"When this mountain monk was in great Song China, in my spare time I talked with many older monks who had years of experience working in various monastic offices. They taught me a little of what they had learned in their work. What they had to say must surely be the marrow of what has been handed down through the ages by previous buddhas and patriarchs settled in the Way.
The work of the tenzo (the cook), in particular, has always been carried out by teachers who have sought to live out their lives in the most settled way, and by others who have aroused the bodhisattva spirit within themselves. Down through the ages, many great teachers and patriarchs, such as Guishan Lingyou and Dongshan Shouchu, have served as tenzo.
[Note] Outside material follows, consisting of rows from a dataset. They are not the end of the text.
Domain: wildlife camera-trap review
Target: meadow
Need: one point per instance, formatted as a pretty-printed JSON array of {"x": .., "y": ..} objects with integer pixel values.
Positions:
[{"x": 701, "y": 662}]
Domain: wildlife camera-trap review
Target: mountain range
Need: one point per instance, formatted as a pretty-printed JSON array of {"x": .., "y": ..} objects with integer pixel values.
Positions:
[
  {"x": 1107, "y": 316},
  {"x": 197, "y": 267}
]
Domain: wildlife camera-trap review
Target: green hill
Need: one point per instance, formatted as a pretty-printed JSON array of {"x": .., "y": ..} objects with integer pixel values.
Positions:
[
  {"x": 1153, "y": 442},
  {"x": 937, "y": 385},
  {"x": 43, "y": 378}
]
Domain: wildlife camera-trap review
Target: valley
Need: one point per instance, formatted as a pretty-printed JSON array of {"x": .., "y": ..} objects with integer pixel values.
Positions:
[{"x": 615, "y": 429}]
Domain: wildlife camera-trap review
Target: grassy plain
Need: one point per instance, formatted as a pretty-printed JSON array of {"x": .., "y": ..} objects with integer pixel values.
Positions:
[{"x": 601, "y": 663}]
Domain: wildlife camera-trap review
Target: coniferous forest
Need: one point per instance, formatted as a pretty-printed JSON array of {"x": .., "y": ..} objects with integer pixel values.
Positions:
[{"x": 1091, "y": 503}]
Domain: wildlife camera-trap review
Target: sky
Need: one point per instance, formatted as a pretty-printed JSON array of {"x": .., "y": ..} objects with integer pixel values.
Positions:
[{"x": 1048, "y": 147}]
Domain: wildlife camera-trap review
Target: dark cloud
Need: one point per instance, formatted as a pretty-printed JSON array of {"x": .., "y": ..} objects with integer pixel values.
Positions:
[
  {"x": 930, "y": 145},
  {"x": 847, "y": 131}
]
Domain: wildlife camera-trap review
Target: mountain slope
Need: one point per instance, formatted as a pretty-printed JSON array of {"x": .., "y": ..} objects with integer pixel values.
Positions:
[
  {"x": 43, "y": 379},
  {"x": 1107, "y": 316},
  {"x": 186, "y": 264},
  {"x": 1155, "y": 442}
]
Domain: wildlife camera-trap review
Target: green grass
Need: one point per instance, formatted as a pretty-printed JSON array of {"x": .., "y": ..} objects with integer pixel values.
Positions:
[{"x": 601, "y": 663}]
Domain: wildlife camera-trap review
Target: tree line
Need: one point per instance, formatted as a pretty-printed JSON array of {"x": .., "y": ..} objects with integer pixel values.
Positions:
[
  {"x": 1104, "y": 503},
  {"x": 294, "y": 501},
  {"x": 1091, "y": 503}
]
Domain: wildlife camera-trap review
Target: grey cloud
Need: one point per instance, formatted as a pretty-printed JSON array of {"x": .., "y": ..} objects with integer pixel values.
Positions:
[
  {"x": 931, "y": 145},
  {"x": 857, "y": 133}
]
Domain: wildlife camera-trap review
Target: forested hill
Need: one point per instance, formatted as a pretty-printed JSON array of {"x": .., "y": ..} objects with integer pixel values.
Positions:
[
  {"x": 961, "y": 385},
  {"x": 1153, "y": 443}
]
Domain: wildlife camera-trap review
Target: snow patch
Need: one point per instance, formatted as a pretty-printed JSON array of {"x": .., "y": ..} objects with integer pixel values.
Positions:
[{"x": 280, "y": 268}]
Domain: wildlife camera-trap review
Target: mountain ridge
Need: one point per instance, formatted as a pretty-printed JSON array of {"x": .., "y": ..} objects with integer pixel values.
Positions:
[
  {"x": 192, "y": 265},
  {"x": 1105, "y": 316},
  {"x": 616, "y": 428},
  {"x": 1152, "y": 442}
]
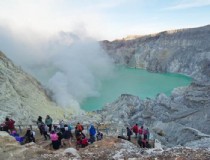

Although the work is just that of preparing meals, being tenzo is different in spirit from the work of an ordinary cook or kitchen helper. The Rules for Monastic Purity advise the tenzo to 'put your awakened mind to work, making a constant effort to serve meals full of variety that are appropriate to the need and the occasion, and that will enable everyone to practice in body and mind with the least hindrance.'
Such a job requires all of your energies. If a person entrusted with this work lacks such a spirit and is indifferent about life, they will only endure unnecessary hardships and suffering that will have no value."
- Zen Master Dogen, from Instructions for the Cook
Dogen's instructions aren't simply for the tenzo bodhisattva, but for all of us in our everyday chores and work. He encourages us to put all our energies into everything that we do and make a constant effort to put our awakened mind to work, not for our own benefit or edification but to assist and sustain the practice of all others, to make our life's purpose to vigorously and mindfully be cooperative and helpful to the lives of others.